From edbc4fe592117b1024c6671990cd93f19bb27b7c Mon Sep 17 00:00:00 2001
From: Concedo <39025047+LostRuins@users.noreply.github.com>
Date: Thu, 26 Feb 2026 14:00:58 +0800
Subject: [PATCH] music lm finally working
---
embd_res/kcpp_musicui.embd | 9 +-
otherarch/acestep/ace-qwen3.cpp | 139 +++++++++++++++-------------
otherarch/acestep/dit-vae.cpp | 7 +-
otherarch/acestep/music_adapter.cpp | 2 +-
4 files changed, 89 insertions(+), 68 deletions(-)

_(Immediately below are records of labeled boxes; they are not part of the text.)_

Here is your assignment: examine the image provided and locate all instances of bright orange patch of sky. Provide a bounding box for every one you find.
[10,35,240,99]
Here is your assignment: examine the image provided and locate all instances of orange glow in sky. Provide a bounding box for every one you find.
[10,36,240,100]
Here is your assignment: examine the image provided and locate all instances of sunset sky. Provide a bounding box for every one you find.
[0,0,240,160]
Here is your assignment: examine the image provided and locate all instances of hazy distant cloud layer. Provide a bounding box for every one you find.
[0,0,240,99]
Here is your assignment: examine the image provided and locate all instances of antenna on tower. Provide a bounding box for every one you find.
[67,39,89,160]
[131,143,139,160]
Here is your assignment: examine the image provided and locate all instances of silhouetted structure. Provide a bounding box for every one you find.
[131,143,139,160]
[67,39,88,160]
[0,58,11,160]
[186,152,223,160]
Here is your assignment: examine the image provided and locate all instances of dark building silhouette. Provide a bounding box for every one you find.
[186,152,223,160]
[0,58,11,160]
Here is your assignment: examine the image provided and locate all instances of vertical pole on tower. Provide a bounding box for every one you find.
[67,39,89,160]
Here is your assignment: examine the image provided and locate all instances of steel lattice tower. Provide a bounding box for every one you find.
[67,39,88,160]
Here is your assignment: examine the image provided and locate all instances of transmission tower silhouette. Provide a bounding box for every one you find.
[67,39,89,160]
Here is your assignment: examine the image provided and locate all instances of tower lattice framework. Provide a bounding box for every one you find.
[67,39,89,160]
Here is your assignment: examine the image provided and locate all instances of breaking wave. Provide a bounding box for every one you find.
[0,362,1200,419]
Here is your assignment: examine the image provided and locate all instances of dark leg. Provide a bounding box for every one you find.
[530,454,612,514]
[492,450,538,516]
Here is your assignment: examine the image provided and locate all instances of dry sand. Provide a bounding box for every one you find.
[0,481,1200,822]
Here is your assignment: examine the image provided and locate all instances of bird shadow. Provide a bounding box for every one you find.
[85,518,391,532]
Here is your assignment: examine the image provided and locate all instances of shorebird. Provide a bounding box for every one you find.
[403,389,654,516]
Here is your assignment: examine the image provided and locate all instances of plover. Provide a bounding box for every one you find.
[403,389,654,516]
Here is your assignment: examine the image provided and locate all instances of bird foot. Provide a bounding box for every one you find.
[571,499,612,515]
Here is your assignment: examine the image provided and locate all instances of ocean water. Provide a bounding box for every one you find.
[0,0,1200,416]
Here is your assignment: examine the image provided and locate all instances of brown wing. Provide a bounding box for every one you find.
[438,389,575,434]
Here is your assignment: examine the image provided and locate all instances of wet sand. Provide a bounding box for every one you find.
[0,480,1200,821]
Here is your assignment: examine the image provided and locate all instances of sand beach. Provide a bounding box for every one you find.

diff --git a/embd_res/kcpp_musicui.embd b/embd_res/kcpp_musicui.embd
index 9f75eba38..0e8ee1182 100644
--- a/embd_res/kcpp_musicui.embd
+++ b/embd_res/kcpp_musicui.embd
@@ -156,7 +156,9 @@ audio{width:100%;margin-top:6px;}
-🎵 KoboldCpp Music Generation
+
+
+KoboldCpp Music Generation UI
@@ -297,10 +299,15 @@ function getFormData(){
}
function updateForm(data){
+ //let origseed = document.getElementById("seed").value;
Object.keys(data).forEach(k=>{
if(document.getElementById(k))
document.getElementById(k).value=data[k]??"";
});
+ //if(origseed=="-1" || origseed=="")
+ //{
+ // document.getElementById("seed").value = "-1";
+ //}
}
function deriveTitle(caption){
diff --git a/otherarch/acestep/ace-qwen3.cpp b/otherarch/acestep/ace-qwen3.cpp
index 1148b375b..57c8865ec 100644
--- a/otherarch/acestep/ace-qwen3.cpp
+++ b/otherarch/acestep/ace-qwen3.cpp
@@ -169,6 +169,9 @@ struct AcePrompt {
std::string vocal_language;
};
+static std::mt19937 acestep_lm_rng;
+static bool acestep_lm_dbg = false;
+
//
// CoT parsing (extract metadata + lyrics from LLM Phase1 output)
//
@@ -758,13 +761,16 @@ static void parse_phase1_into_aces(
}
}
+//hack for kcpp: forcing the correct tokens after end of thinking
+const std::vector
think_chain = {271,2,15953,2216,198}; // "\n# Lyric\n"
+
// Batched Phase 1: N text generations with shared prompt, different seeds.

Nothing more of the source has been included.